C.T : Plusieurs engagements ont été pris lors du sommet par des entreprises volontaires. Par exemple, l’engagement FRET21 pris par les chargeurs.  [NDLR : 9  entreprises « chargeurs », c'est-à-dire qui sont donneurs d’ordres des transporteurs : Air Products, Carrefour, Coca Cola Entreprise, Ferrero, Fleury Michon, Hénaff, Orrion Chemicals Orgaform, Placoplatre et SCA se sont engagées à réduire, sur une période de 3 ans, les émissions de CO2 générées par le transport de leurs produits.] Mais ces engagements volontaires ne fourniront pas la solution au problème du réchauffement climatique. On ne peut aller contre les marchés, et les entreprises ne sont pas prêtes à s’engager sur des solutions non-compétitives. D’où le besoin d’intégrer le climat dans l’ensemble des politiques économiques.

I&T : Et les acteurs français ?

C.T : Une vingtaine de patrons du CAC 40 ont répondu "présent" au sommet, ce qui est un chiffre conséquent. Plus généralement, nous bénéficions en France d’un mix énergétique parmi les plus décarbonnés au monde, ce qui nous place d’emblée à un bon niveau.
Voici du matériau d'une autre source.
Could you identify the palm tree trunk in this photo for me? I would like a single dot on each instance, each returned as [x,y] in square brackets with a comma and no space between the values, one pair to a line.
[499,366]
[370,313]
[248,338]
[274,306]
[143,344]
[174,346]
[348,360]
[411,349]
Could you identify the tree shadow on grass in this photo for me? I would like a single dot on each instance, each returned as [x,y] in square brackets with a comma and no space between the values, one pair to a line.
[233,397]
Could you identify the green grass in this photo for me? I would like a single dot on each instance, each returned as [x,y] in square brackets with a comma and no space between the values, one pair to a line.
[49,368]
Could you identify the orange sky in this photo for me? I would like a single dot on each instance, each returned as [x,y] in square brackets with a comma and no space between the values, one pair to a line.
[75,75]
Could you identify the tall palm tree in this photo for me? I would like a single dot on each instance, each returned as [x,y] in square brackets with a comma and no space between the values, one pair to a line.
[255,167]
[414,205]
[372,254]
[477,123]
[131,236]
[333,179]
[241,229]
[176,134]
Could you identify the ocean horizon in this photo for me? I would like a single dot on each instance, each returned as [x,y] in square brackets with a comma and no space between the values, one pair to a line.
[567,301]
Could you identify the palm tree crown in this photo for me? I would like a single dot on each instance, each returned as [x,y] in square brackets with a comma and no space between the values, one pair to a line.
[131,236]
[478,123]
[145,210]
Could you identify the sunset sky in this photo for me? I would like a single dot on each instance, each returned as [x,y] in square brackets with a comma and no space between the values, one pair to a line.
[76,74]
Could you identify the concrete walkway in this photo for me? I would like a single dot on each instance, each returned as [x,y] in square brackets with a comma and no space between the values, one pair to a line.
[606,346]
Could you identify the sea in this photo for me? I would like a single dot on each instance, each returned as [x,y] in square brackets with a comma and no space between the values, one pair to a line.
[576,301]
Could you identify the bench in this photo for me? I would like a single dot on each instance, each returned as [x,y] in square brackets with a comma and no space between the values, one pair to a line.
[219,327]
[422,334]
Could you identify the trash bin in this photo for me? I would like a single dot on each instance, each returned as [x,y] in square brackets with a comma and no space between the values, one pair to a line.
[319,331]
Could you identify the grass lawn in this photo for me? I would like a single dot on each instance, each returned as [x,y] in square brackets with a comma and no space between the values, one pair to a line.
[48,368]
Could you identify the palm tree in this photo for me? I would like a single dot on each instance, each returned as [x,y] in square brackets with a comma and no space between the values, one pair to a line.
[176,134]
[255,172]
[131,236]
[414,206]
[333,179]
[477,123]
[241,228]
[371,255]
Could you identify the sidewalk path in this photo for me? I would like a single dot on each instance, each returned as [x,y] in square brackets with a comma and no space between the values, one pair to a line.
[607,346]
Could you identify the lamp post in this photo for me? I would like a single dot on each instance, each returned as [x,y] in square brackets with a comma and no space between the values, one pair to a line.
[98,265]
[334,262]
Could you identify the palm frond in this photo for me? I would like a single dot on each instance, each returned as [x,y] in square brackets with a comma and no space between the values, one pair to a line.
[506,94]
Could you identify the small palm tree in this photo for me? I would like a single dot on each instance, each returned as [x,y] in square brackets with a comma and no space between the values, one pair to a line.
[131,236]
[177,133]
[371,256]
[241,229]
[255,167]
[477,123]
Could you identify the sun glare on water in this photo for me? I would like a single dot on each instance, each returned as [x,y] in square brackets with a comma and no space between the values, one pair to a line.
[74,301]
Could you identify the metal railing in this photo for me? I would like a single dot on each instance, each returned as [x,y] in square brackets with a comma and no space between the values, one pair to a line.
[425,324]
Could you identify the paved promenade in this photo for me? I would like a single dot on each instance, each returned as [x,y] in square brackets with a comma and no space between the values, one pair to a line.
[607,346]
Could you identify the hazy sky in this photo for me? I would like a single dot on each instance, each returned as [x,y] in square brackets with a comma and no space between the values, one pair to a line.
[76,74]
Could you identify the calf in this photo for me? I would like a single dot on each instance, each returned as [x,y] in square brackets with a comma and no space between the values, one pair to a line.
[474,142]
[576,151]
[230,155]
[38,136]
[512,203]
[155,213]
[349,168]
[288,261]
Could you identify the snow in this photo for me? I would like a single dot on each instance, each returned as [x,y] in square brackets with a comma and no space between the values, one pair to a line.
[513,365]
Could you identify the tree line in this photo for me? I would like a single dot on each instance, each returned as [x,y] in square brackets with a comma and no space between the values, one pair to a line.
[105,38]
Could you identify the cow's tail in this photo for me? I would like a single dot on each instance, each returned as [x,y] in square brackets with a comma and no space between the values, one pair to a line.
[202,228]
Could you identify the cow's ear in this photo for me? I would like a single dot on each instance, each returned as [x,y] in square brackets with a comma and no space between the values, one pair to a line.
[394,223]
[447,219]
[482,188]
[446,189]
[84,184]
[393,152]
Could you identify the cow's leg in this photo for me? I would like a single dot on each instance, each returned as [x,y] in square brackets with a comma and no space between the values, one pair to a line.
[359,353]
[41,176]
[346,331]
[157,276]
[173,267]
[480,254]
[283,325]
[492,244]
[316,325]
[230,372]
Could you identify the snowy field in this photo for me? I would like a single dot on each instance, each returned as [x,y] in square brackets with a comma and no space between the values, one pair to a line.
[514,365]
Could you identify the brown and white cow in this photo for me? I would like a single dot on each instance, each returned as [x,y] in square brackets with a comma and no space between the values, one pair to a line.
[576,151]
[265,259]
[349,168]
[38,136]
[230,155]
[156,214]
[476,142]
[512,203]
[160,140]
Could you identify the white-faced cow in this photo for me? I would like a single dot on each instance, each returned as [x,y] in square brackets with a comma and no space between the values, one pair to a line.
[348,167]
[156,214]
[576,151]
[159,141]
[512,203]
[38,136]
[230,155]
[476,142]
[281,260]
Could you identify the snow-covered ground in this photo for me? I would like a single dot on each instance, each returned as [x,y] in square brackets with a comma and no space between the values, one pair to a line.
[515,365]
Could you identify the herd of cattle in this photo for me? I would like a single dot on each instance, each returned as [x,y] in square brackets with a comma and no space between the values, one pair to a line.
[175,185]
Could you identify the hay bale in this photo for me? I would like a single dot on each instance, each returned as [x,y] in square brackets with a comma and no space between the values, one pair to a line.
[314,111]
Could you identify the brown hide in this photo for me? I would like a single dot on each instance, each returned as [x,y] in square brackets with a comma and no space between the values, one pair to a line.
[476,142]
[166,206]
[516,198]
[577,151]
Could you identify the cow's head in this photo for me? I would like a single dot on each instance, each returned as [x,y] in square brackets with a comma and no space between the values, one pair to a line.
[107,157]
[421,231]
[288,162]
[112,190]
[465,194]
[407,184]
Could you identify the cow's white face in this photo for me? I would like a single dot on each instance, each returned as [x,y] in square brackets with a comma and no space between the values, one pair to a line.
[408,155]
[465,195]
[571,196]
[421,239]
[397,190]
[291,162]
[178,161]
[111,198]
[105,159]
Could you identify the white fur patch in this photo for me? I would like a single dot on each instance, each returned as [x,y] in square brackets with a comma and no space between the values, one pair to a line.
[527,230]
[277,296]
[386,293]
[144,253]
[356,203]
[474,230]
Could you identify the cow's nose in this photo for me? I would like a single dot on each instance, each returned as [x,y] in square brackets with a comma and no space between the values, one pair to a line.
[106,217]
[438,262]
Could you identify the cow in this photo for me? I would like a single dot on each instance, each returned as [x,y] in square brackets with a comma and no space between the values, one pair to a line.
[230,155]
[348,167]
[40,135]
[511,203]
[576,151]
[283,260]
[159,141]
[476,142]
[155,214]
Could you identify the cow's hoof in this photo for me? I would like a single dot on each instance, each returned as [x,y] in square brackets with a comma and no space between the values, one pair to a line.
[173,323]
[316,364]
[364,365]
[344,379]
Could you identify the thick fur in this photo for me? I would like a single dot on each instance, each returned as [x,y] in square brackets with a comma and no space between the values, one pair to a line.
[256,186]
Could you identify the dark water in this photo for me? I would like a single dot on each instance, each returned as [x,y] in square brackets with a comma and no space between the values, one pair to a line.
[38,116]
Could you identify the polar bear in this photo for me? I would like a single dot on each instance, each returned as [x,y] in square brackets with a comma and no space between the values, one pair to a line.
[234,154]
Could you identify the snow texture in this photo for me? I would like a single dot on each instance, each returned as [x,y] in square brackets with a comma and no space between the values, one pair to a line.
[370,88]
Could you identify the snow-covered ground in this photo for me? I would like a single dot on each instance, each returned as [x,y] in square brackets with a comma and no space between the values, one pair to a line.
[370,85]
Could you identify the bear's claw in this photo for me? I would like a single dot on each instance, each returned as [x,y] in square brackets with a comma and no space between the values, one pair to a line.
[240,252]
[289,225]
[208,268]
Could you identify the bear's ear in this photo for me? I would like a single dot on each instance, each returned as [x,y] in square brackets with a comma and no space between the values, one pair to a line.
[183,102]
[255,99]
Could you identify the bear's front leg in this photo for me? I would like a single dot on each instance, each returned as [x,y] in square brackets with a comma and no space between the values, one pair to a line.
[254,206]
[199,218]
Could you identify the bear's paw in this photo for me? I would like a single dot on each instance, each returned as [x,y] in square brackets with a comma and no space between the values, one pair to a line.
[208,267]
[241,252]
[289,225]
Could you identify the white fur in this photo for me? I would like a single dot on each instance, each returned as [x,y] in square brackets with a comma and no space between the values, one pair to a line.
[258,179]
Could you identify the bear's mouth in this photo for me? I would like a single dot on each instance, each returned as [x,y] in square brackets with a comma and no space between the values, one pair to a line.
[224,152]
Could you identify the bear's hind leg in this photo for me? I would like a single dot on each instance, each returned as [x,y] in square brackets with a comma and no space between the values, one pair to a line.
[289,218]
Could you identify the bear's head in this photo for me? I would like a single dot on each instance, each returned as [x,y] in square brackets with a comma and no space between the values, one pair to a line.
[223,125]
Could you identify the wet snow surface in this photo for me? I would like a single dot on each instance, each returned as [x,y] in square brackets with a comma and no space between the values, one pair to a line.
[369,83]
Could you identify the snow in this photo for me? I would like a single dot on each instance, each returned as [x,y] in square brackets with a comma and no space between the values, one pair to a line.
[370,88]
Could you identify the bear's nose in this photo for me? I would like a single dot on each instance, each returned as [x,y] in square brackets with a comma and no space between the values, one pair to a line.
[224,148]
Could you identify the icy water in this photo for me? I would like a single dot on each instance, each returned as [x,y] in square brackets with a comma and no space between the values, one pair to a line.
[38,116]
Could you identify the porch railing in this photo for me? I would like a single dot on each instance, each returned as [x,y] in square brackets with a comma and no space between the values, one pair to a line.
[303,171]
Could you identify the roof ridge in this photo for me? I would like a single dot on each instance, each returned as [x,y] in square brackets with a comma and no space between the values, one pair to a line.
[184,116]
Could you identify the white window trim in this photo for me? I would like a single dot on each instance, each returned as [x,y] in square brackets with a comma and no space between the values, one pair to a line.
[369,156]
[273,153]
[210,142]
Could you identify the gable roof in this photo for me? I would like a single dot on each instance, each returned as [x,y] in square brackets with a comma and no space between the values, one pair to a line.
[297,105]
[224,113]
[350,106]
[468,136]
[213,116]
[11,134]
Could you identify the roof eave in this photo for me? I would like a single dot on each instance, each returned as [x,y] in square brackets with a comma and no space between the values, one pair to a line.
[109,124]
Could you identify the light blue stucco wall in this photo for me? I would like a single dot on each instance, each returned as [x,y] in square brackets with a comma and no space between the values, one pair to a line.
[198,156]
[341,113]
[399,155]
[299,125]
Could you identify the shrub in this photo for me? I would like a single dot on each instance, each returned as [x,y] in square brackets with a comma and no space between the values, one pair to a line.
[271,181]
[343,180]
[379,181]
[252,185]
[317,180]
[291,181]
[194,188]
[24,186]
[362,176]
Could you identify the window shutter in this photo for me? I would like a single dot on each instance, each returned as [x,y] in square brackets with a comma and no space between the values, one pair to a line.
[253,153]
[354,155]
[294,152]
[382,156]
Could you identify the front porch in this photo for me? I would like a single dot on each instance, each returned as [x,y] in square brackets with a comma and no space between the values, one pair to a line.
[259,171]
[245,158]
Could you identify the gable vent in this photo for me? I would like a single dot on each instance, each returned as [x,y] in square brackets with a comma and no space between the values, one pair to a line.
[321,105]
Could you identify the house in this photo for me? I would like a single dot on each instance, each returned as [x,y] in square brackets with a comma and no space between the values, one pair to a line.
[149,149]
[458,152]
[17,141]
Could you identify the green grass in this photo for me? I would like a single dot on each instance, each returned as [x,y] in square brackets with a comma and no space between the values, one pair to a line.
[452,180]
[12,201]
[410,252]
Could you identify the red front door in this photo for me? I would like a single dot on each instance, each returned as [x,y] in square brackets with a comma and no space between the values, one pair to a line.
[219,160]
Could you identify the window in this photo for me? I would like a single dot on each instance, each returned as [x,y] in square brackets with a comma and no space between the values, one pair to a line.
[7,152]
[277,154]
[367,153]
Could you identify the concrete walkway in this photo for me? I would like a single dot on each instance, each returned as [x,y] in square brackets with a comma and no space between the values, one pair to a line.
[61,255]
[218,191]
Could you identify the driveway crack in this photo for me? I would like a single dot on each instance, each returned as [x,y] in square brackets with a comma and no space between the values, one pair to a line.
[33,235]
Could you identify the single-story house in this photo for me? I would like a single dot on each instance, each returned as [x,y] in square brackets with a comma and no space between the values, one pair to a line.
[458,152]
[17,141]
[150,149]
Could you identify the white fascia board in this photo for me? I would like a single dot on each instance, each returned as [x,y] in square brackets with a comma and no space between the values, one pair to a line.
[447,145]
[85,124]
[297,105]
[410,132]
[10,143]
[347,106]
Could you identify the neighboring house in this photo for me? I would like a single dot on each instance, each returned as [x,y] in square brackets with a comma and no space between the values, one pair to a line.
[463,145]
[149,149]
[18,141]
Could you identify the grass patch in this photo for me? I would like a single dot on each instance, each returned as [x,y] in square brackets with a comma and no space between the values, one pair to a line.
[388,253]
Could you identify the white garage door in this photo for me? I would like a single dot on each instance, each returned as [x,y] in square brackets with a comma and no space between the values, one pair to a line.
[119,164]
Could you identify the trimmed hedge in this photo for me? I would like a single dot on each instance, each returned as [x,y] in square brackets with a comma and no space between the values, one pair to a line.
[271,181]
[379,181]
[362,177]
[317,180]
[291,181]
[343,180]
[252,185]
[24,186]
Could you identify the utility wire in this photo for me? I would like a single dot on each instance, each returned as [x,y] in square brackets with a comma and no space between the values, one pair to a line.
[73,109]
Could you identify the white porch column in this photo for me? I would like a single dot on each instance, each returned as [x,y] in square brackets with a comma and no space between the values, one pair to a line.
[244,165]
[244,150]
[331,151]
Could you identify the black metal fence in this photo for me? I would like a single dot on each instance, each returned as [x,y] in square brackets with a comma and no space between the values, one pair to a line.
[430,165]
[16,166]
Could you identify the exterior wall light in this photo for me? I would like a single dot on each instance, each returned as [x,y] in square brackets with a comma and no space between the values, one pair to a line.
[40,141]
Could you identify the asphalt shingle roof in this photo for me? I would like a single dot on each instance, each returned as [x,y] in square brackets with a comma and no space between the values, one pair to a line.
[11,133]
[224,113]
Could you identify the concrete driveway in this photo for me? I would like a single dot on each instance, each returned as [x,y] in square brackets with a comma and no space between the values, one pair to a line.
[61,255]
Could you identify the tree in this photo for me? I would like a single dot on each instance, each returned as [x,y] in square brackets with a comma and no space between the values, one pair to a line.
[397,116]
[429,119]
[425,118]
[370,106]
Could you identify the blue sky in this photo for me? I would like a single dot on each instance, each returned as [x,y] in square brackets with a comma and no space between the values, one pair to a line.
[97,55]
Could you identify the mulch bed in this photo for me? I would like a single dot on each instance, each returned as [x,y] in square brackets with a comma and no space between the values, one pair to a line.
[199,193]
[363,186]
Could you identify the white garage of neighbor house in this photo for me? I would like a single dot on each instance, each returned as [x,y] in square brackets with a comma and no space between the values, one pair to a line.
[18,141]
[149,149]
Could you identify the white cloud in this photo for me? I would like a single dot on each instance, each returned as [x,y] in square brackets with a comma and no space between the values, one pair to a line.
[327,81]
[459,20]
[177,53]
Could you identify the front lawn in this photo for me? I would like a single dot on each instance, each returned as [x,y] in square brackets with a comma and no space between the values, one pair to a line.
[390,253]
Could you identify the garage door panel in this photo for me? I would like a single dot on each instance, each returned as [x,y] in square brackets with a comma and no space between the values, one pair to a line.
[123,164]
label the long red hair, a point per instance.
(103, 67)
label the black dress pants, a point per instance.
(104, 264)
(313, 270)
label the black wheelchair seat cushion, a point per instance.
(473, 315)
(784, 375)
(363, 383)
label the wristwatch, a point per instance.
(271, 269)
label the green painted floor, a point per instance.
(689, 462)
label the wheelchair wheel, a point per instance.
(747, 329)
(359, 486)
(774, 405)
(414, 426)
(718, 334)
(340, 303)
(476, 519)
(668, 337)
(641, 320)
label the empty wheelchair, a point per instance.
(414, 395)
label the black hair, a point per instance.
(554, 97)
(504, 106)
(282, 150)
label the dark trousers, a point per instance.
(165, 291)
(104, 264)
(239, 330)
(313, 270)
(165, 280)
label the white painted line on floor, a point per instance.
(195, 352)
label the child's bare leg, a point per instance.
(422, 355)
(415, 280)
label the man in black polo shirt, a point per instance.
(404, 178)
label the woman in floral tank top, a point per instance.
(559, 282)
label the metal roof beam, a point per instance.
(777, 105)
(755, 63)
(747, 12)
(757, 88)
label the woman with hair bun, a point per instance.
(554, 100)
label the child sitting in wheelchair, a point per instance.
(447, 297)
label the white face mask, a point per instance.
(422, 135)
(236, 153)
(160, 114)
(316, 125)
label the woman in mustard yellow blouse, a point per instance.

Et les dispositifs français pour promouvoir l’innovation dans le domaine du climat ne sont pas mauvais, mais aujourd’hui cela ne suffit plus. Ce dont il est question aujourd’hui est le déploiement à grande échelle des énergies renouvelables, de l’efficacité énergétique des bâtiments ou encore des transports plus propres.

I&T : Les entreprises ont elles un rôle à jouer pour les négociations qui se tiennent en ce moment à Bonn ?

C.T : Les entreprises ne sont pas directement invitées à s’exprimer dans les négociations qui réunissent les décideurs politiques, institutionnels, et les spécialistes du GIEC. Cependant, la présidence française a institué le "business dialog", un programme de réunions entre patrons d’entreprises et décideurs politiques sur le rôle que les entreprises ont à jouer sur la question du changement climatique.  Le démarrage du programme a eu lieu en mai par une première réunion qui s’est tenue juste avant le sommet "Business & Climat". Une prochaine réunion aura lieu en septembre, sur la question des prix du carbone, puis encore une autre en octobre, sur les technologies à mettre en œuvre. Ce dialogue institutionnalisé pourrait permettre de faire évoluer les débats entre entreprises et politiques, dont un signe de réussite serait qu’en décembre, lors de la COP21, le sujet du prix du carbone ne soit plus un sujet tabou.

EPE : le think tank français pour le climat

EPE est une association think tank créée dans les années 1990 après le premier sommet sur le climat (RIO 92). Elle est une antenne du WBSCD (World Business Council for Sustainable Development). EPE rassemble 40 entreprises françaises internationales, dont la moitié des acteurs du CAC40, et publie régulièrement des bonnes pratiques pour les entreprises.